Blackberry and Wild Rose by Sonia Velton
My rating: 5 of 5 stars
Set against the dramatic backdrop of the Spitalfields riots, Blackberry and Wild Rose tells the stories of an unhappy Huguenot wife, trying to both support her husband and live her dreams, and her English maid, trying to make something of herself.
It's a study in contrasts; rich against poor, churched against the unchurched, pious wife against former prostitute, noble worker against discontent firebrand, masters against journeymen. The two main female protagonists speak in their own voices, telling their story, their motivations and perspective on things. The classism is obvious, but subtle. The snobbery is downplayed, yet prominent. Neither Sara nor Esther can understand the other, but it's all too clear to the reader.
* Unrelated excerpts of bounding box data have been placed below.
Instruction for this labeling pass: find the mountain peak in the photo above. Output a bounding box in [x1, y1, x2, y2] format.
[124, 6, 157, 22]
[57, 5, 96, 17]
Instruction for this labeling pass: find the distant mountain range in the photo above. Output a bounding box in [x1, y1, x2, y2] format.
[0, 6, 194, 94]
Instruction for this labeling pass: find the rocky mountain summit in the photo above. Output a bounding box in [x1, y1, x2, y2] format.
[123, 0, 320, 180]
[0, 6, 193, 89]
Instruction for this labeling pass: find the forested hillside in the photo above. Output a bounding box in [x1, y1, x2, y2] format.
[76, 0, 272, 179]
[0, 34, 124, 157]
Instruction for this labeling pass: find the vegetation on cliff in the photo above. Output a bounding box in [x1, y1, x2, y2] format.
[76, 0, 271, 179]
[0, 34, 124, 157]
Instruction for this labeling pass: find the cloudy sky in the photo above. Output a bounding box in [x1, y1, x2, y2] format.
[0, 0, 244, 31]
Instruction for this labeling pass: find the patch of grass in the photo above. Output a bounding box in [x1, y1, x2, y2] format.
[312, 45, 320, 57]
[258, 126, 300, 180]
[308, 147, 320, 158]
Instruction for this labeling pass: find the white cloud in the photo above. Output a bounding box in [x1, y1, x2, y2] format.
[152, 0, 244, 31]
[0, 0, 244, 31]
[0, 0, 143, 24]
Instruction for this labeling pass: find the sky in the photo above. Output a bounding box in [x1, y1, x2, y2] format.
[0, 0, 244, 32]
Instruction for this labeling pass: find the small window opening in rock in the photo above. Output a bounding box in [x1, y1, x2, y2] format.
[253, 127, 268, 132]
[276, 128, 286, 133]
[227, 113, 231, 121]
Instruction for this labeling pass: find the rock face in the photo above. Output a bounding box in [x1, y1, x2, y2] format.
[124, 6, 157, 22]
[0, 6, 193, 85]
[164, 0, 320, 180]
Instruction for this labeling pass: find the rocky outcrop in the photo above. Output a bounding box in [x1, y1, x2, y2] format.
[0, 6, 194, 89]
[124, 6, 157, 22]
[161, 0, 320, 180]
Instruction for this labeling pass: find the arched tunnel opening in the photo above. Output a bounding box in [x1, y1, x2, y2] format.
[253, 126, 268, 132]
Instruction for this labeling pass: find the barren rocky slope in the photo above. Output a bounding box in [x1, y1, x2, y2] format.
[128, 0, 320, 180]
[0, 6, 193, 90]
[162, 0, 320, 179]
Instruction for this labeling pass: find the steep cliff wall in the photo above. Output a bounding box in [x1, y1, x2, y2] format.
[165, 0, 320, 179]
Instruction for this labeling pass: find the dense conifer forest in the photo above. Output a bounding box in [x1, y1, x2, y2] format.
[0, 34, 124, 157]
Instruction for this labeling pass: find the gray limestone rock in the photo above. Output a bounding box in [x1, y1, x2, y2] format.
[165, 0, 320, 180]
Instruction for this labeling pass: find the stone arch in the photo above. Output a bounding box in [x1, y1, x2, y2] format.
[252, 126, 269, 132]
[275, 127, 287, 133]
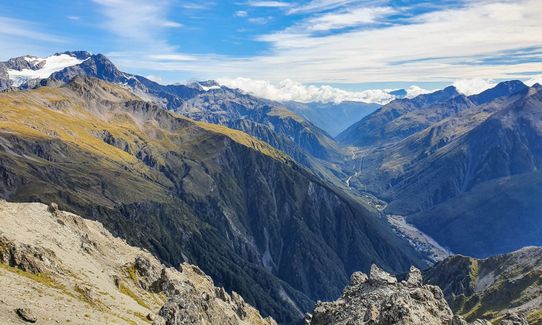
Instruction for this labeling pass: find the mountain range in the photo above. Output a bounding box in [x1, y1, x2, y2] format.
[338, 81, 542, 257]
[0, 69, 426, 323]
[0, 51, 542, 324]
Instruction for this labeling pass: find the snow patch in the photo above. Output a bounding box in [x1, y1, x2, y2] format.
[7, 54, 85, 87]
[218, 78, 429, 105]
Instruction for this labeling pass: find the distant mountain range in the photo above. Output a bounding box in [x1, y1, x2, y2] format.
[0, 51, 542, 324]
[0, 73, 427, 323]
[337, 81, 542, 257]
[284, 102, 380, 137]
[423, 247, 542, 325]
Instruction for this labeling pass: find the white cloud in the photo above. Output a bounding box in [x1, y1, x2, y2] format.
[525, 74, 542, 87]
[104, 0, 542, 84]
[0, 16, 67, 60]
[145, 74, 164, 84]
[248, 17, 273, 25]
[93, 0, 182, 51]
[453, 78, 497, 96]
[147, 54, 198, 61]
[288, 0, 368, 14]
[247, 1, 291, 8]
[405, 86, 435, 98]
[235, 10, 248, 17]
[218, 78, 427, 104]
[306, 7, 396, 31]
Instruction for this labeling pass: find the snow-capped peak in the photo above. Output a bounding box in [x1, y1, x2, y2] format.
[7, 54, 85, 87]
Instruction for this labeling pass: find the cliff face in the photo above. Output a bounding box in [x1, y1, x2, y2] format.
[0, 79, 423, 322]
[424, 247, 542, 324]
[0, 201, 276, 325]
[342, 81, 542, 258]
[305, 265, 539, 325]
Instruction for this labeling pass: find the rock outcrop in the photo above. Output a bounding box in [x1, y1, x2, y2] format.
[0, 201, 276, 325]
[306, 265, 496, 325]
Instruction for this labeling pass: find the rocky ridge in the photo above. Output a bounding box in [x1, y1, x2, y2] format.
[306, 265, 527, 325]
[0, 201, 276, 325]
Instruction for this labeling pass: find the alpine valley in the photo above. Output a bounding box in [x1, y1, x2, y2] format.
[0, 51, 542, 325]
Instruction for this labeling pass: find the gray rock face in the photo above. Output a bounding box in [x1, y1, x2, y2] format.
[310, 265, 453, 325]
[306, 265, 489, 325]
[15, 308, 38, 323]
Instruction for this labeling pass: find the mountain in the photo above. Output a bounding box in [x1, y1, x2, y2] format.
[349, 82, 542, 257]
[307, 265, 496, 325]
[0, 77, 425, 323]
[0, 201, 276, 325]
[0, 51, 345, 186]
[423, 247, 542, 324]
[337, 80, 528, 147]
[284, 101, 380, 137]
[336, 86, 465, 147]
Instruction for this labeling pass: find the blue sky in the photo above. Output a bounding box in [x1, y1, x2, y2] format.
[0, 0, 542, 98]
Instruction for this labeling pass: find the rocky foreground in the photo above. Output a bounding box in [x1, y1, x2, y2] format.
[0, 201, 275, 325]
[306, 265, 527, 325]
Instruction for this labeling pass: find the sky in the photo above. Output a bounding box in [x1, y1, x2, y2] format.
[0, 0, 542, 101]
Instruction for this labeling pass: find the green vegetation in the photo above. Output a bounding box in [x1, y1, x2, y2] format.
[0, 263, 67, 295]
[119, 282, 150, 309]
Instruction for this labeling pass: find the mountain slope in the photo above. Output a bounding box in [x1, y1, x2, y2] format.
[350, 82, 542, 257]
[337, 80, 528, 147]
[284, 101, 380, 137]
[0, 78, 423, 323]
[29, 52, 343, 172]
[0, 201, 275, 325]
[336, 86, 468, 147]
[424, 247, 542, 325]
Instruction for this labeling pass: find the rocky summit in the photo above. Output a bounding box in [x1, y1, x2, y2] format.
[0, 201, 276, 325]
[305, 265, 527, 325]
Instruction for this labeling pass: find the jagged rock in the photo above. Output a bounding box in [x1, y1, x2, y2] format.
[0, 235, 56, 273]
[452, 315, 491, 325]
[350, 272, 369, 286]
[15, 308, 38, 323]
[406, 266, 422, 286]
[499, 312, 529, 325]
[0, 201, 276, 325]
[308, 265, 492, 325]
[369, 264, 397, 283]
[48, 202, 59, 213]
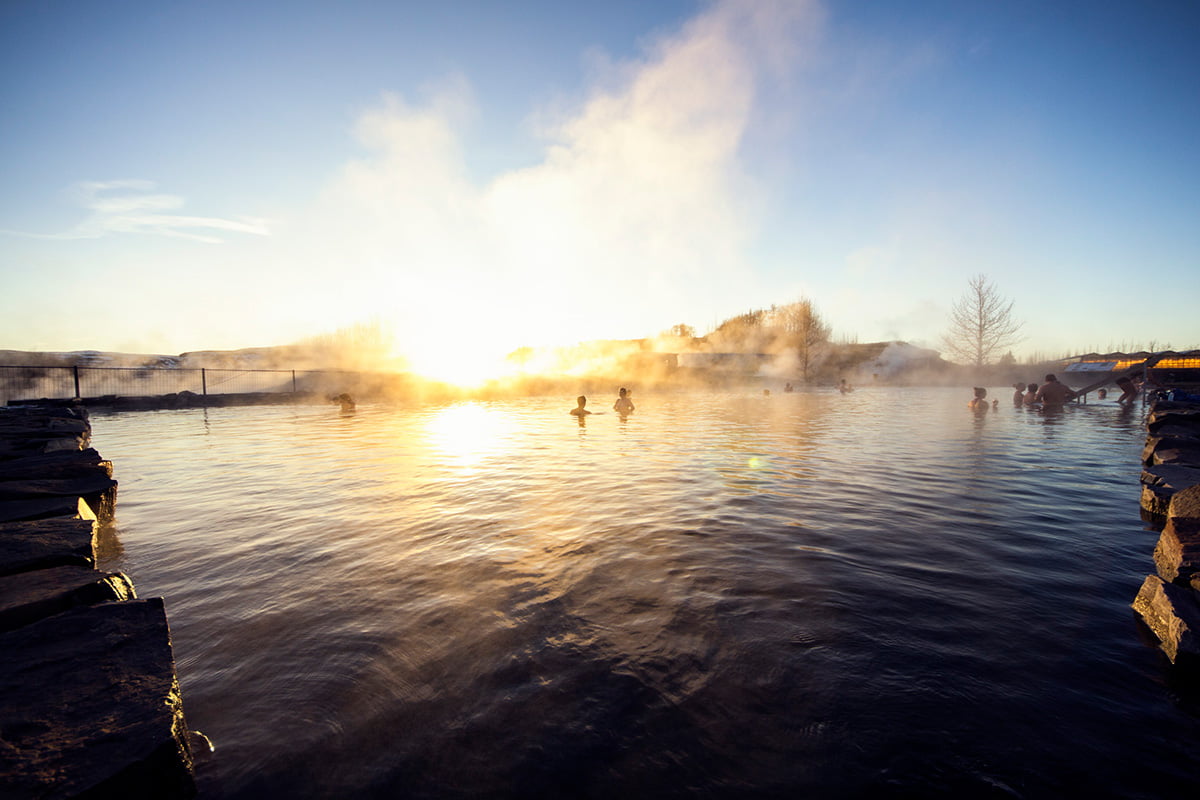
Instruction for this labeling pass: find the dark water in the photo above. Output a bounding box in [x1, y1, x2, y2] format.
[94, 389, 1200, 798]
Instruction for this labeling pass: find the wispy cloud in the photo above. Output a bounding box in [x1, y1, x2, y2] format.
[0, 180, 270, 243]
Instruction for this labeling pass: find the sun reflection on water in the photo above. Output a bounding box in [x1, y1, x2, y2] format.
[426, 403, 506, 470]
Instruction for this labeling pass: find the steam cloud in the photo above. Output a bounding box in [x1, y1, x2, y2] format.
[298, 1, 816, 376]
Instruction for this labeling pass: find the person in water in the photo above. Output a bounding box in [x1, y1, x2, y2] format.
[571, 395, 592, 419]
[1033, 374, 1076, 405]
[1117, 377, 1141, 405]
[612, 386, 634, 414]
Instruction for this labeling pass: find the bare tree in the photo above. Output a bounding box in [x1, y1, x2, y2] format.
[772, 297, 829, 380]
[943, 275, 1022, 367]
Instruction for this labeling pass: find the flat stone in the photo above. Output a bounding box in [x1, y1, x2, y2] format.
[1133, 575, 1200, 663]
[1166, 483, 1200, 519]
[1141, 438, 1200, 467]
[0, 447, 113, 481]
[0, 597, 196, 800]
[0, 566, 137, 632]
[0, 517, 96, 576]
[0, 497, 92, 522]
[0, 468, 116, 521]
[1154, 517, 1200, 587]
[1141, 464, 1200, 517]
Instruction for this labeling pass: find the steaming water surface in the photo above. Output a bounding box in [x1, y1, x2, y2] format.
[92, 389, 1200, 798]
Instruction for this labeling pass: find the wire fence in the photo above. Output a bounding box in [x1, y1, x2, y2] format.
[0, 366, 352, 404]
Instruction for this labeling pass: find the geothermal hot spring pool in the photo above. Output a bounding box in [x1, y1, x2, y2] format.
[92, 387, 1200, 799]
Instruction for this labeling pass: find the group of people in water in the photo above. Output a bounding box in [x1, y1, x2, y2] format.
[571, 386, 634, 421]
[967, 373, 1141, 411]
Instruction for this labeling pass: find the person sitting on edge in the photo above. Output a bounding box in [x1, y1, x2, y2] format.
[612, 386, 634, 414]
[1033, 374, 1075, 405]
[1117, 377, 1140, 405]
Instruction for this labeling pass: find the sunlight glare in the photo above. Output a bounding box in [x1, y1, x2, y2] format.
[426, 403, 505, 469]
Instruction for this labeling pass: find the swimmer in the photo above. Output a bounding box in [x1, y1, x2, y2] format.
[612, 386, 634, 414]
[1033, 374, 1078, 405]
[571, 395, 599, 417]
[1117, 377, 1140, 405]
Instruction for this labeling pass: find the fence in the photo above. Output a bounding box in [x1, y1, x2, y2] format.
[0, 366, 346, 404]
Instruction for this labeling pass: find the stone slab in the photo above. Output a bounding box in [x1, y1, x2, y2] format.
[0, 517, 96, 576]
[1166, 483, 1200, 521]
[0, 597, 196, 800]
[1133, 575, 1200, 664]
[1141, 464, 1200, 517]
[0, 497, 96, 522]
[0, 447, 113, 481]
[0, 565, 137, 632]
[1154, 517, 1200, 587]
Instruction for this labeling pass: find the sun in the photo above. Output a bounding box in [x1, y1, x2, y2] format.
[398, 330, 514, 389]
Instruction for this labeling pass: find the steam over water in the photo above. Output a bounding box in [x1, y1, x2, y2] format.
[92, 389, 1200, 798]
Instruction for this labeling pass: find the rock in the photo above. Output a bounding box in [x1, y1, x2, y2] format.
[0, 447, 113, 481]
[1141, 437, 1200, 467]
[0, 467, 116, 521]
[0, 597, 196, 800]
[0, 497, 96, 522]
[1133, 575, 1200, 664]
[0, 517, 96, 576]
[1154, 515, 1200, 587]
[1166, 485, 1200, 521]
[1141, 464, 1200, 517]
[0, 566, 136, 632]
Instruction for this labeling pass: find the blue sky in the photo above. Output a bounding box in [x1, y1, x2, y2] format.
[0, 0, 1200, 376]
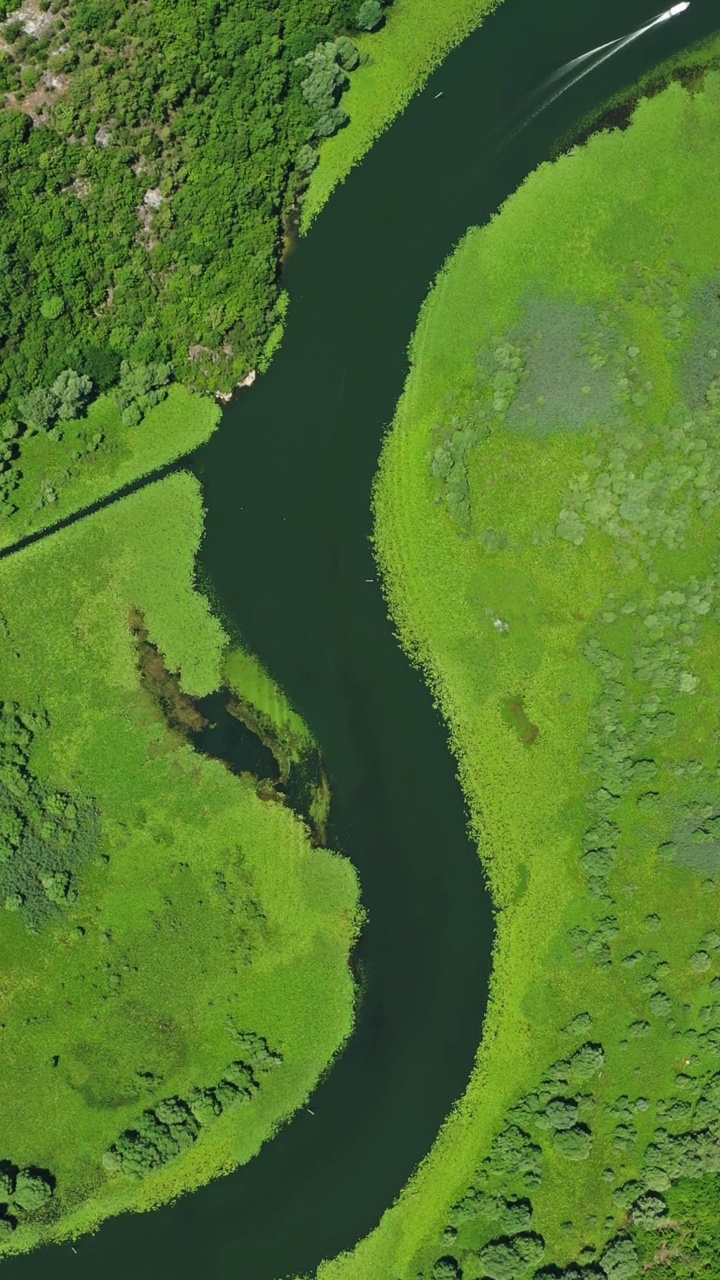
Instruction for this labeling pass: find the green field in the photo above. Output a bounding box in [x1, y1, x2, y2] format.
[0, 474, 359, 1252]
[302, 0, 498, 230]
[330, 73, 720, 1280]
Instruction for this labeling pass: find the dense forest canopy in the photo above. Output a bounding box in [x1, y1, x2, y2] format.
[0, 0, 382, 430]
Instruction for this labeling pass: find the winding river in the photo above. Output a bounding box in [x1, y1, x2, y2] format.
[3, 0, 720, 1280]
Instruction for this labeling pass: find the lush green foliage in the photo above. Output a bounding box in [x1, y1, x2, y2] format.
[0, 1160, 55, 1240]
[0, 703, 99, 931]
[0, 473, 356, 1251]
[0, 0, 352, 403]
[302, 0, 498, 227]
[0, 384, 220, 547]
[0, 0, 399, 442]
[102, 1032, 282, 1180]
[322, 67, 720, 1280]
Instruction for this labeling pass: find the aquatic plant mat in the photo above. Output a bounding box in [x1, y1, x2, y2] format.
[0, 472, 357, 1251]
[345, 74, 720, 1280]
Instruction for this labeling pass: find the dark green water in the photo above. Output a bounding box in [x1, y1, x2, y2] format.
[3, 0, 720, 1280]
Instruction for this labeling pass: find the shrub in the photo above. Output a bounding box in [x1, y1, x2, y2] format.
[355, 0, 383, 31]
[630, 1192, 667, 1230]
[552, 1124, 592, 1160]
[600, 1235, 639, 1280]
[12, 1169, 54, 1213]
[570, 1043, 605, 1079]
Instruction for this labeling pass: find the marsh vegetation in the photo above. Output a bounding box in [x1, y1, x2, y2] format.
[368, 64, 720, 1280]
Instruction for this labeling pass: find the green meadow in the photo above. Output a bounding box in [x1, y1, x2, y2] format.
[0, 472, 359, 1252]
[301, 0, 498, 230]
[330, 73, 720, 1280]
[0, 384, 220, 548]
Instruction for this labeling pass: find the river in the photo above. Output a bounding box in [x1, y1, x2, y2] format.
[3, 0, 720, 1280]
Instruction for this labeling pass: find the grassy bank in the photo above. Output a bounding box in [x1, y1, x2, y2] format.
[0, 474, 357, 1251]
[320, 76, 720, 1280]
[302, 0, 497, 230]
[0, 385, 220, 548]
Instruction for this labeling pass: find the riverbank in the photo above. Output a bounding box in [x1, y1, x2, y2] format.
[301, 0, 498, 232]
[358, 67, 720, 1280]
[0, 384, 220, 549]
[0, 474, 359, 1253]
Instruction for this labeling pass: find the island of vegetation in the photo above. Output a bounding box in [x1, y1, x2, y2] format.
[0, 472, 359, 1252]
[340, 57, 720, 1280]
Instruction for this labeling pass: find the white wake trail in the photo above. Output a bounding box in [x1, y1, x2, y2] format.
[515, 0, 689, 132]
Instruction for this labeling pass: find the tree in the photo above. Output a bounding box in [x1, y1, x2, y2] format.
[355, 0, 383, 31]
[600, 1235, 638, 1280]
[51, 369, 92, 422]
[18, 387, 58, 431]
[544, 1098, 578, 1129]
[13, 1169, 54, 1213]
[630, 1192, 667, 1231]
[570, 1043, 605, 1079]
[432, 1254, 462, 1280]
[478, 1240, 515, 1280]
[552, 1124, 592, 1160]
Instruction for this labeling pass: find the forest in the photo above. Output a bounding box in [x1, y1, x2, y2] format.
[366, 64, 720, 1280]
[0, 0, 392, 516]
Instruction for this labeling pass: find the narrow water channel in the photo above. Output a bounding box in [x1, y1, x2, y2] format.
[3, 0, 720, 1280]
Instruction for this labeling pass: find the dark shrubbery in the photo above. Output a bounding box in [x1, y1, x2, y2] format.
[0, 703, 100, 929]
[102, 1032, 282, 1180]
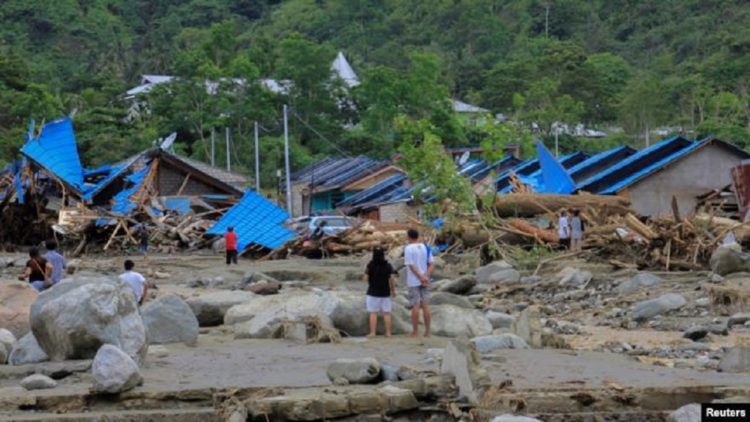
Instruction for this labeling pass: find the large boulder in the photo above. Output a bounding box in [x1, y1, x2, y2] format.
[718, 347, 750, 372]
[475, 261, 521, 284]
[326, 358, 381, 384]
[8, 333, 49, 365]
[431, 305, 492, 337]
[632, 293, 687, 321]
[187, 290, 255, 327]
[617, 273, 661, 295]
[438, 274, 477, 295]
[0, 281, 38, 337]
[430, 292, 474, 309]
[31, 277, 148, 361]
[709, 247, 750, 276]
[471, 333, 529, 355]
[91, 344, 143, 394]
[141, 296, 199, 346]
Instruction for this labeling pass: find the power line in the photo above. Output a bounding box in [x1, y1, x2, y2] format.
[291, 108, 351, 158]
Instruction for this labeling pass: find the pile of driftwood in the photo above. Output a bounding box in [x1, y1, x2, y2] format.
[283, 220, 411, 256]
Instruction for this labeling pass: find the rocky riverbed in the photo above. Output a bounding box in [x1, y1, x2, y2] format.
[0, 249, 750, 421]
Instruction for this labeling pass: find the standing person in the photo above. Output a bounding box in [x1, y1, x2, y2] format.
[119, 259, 148, 305]
[404, 229, 435, 337]
[570, 210, 585, 251]
[224, 226, 237, 265]
[138, 224, 148, 261]
[18, 247, 52, 292]
[557, 210, 570, 249]
[44, 240, 68, 286]
[366, 246, 396, 337]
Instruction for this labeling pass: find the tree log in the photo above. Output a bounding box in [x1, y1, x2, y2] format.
[495, 193, 631, 218]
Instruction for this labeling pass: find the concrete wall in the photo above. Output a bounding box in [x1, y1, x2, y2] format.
[158, 163, 226, 196]
[379, 202, 417, 223]
[627, 145, 742, 216]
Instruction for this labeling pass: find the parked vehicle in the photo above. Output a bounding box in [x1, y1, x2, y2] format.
[287, 215, 357, 236]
Esther Thorel falls in love with a noble journeyman weaver, Lambert, because he teaches her to weave; Sara Kemp falls in love with his rebellious colleague, Barnstaple, because there is fire in his eyes and his speech. Throughout the warp of love and honour, Velton weaves in the weft of discontent, jealousy, and malice. With each word, each line, each pass of the shuttle, you're drawn to its inevitable end. You know what's going to happen, there's no other way this story can go. Not with what you know of Esther and Sara, of Lambert and Barnstaple, of the way Elias Thorel sees the world.
All you can do is read on as the world crumbles.
I received a complimentary copy of this book from Quercus Books via Netgalley. Opinions expressed in this review are completely my own.